His paternal grandfather was physician, professor, and politician Pedro Eleodoro Fontecilla López de Sotomayor, who served as councillor, mayor, and intendant of Santiago; he was the son of military officer—an colonel in the Army—and Battle of Maipú participant Pedro Nolasco Fontecilla Fontecilla and Mercedes Sotomayor Fontecilla. Pedro Eleodoro married Clara Teresa Sánchez Fontecilla and had eight children, among them Florencio, a Catholic priest and chaplain of the Chilean Army during the War of the Pacific (1879–1884). His great-great-grandfather was a Conservative politician who served as President of the Senate on three occasions between 1819 and 1822. Finally, among his more distant ancestors was Mercedes Fontecilla Valdivieso, wife of independence leader José Miguel Carrera, who is recognized as one of the "Founding Fathers of Chile".

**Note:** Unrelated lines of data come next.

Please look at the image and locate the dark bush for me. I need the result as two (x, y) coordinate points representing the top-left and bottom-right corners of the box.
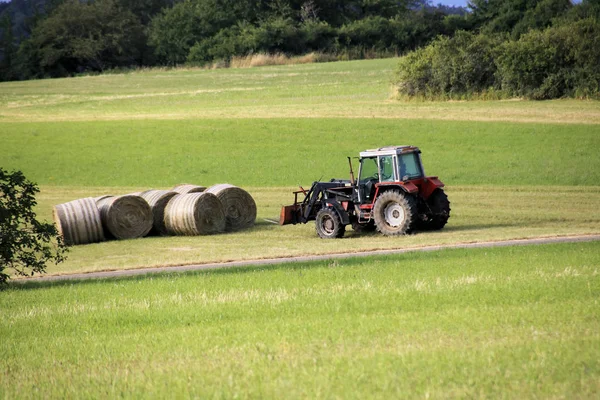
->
(187, 23), (256, 64)
(252, 17), (304, 54)
(394, 31), (502, 99)
(338, 16), (393, 52)
(299, 20), (337, 53)
(496, 18), (600, 99)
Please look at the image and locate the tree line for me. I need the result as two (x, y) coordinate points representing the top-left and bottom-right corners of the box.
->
(0, 0), (467, 80)
(1, 0), (598, 99)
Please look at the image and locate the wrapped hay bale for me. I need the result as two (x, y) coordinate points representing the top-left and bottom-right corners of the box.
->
(53, 198), (105, 245)
(164, 192), (225, 235)
(139, 189), (178, 235)
(96, 195), (153, 240)
(171, 184), (206, 194)
(205, 184), (257, 232)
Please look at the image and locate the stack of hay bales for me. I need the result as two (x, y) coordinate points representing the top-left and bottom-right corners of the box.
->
(52, 183), (256, 245)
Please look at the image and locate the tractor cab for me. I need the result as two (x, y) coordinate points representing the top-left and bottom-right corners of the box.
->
(357, 146), (424, 202)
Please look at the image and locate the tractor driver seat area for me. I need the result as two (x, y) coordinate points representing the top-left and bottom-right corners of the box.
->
(363, 178), (377, 201)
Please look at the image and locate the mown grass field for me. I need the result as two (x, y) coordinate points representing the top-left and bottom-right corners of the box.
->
(1, 58), (599, 398)
(1, 242), (599, 398)
(1, 59), (599, 124)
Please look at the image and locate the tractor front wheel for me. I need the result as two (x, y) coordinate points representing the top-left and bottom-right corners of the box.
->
(373, 190), (416, 236)
(315, 208), (346, 239)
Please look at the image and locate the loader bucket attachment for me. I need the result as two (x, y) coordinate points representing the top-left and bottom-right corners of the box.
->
(279, 187), (309, 225)
(279, 204), (301, 225)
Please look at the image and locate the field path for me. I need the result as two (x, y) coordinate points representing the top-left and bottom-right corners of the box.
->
(19, 234), (600, 283)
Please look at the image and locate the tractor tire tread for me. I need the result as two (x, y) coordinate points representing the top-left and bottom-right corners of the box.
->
(373, 190), (417, 236)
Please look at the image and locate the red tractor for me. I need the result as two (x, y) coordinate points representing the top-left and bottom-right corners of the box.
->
(280, 146), (450, 238)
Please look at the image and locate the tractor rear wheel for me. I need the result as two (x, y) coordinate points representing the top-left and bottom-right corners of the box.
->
(420, 189), (451, 231)
(373, 190), (416, 236)
(315, 208), (345, 239)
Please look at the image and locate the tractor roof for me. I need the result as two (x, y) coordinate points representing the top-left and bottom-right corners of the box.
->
(359, 145), (420, 158)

He completed his primary and secondary education at the Instituto de Humanidades Luis Campino. He pursued higher education at the University of Chile, graduating as a lawyer on 9 January 1914 with a thesis entitled La porción conyugal.

He married in Santiago on 26 December 1923 Olivia de Santiago Concha Valdés, 4th Marchioness of Casa Concha, with whom he had one son, Mariano Fontecilla de Santiago-Concha, who also became a diplomat. In March 2020, the Senate of Chile paid tribute to him; furthermore, Room 144 of the legislative body was renamed the "Ambassador Mariano Fontecilla de Santiago Concha" Room.

== Professional career ==
He began his professional career as a lawyer for the Superior Council of Workers' Housing, serving as the organization's deputy secretary and solicitor between 1915 and 1919. From the latter year onward, he served as a rapporteur of the Court of Appeals of Santiago, and from 1921 he held the same position at the Supreme Court.

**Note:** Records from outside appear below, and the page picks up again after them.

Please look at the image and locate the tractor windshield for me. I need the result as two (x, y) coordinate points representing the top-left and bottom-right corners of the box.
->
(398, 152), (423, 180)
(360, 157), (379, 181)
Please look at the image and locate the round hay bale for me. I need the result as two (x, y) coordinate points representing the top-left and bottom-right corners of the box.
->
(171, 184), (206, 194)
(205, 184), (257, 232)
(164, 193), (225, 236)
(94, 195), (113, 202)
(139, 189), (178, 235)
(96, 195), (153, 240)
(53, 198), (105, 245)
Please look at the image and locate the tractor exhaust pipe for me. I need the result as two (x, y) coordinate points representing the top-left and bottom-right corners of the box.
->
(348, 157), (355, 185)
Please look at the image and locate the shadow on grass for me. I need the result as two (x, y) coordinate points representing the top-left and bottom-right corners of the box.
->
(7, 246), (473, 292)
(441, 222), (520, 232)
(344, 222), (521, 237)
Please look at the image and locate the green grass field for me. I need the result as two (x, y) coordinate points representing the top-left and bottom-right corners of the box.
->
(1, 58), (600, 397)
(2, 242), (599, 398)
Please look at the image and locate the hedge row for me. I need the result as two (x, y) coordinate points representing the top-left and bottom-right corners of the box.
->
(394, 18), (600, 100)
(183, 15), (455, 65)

Subsequently, in 1926, under the government of President Emiliano Figueroa, he became president of the Military Courts of the Army and the Navy. Later, in 1930, he was appointed a justice of the Supreme Court.

At the same time, he pursued an academic career, serving as a professor of humanities and civil law at the University of Chile, and as a professor of legal and social sciences at the Technical University of the State (UTE). He also authored several publications on law, including Los hechos del pleito ante la Corte de Casación, a work that received an award from the Chilean Bar Association.

== Political career ==
In 1918, during the administration of President Juan Luis Sanfuentes, he was appointed civil attaché at the Chilean Legation in Italy and Austria. Two decades later, in 1939, he returned to the diplomatic service when Radical President Pedro Aguirre Cerda appointed him ambassador of Chile to Brazil, a position he held until the president's death in 1941. He continued in the post under the vice presidency of fellow Radical Jerónimo Méndez Arancibia, finally leaving the position in 1942.

A member of the National Christian Party, during the second government of President Carlos Ibáñez del Campo, he was appointed on 30 May 1955 as Minister of Justice, a position he held until 12 August of that year, when he was reassigned as Minister of Lands and Colonization. At the same time, between 3 and 10 August 1955, he served as acting Minister of Mining, replacing Osvaldo Sainte Marie, the incumbent minister. On 25 May 1956, he left the Ministry of Lands and Colonization and again became Minister of Justice, serving until 24 October of that year. In addition, while holding this position, he again served as acting Minister of Mining between 17 and 25 July 1956 and between 28 August and 6 September of the same year. During the latter period, he also served as acting head of the Ministry of Foreign Affairs.

Among his other activities, he was a member of the Club de La Unión, the Automobile Club of Chile, and the Kappés Organization, serving as a director of the latter; an honorary member of the Club Hípico de Santiago and the September Club; and a councillor of the Historical Commemoration Institute of Chile. He was also awarded the Order pro Merito Melitensi by the Sovereign Military Order of Malta, in the rank of knight, and was appointed ambassador of the same institution in Buenos Aires (Argentina).

He died in Santiago on 31 August 1987, at the age of 93.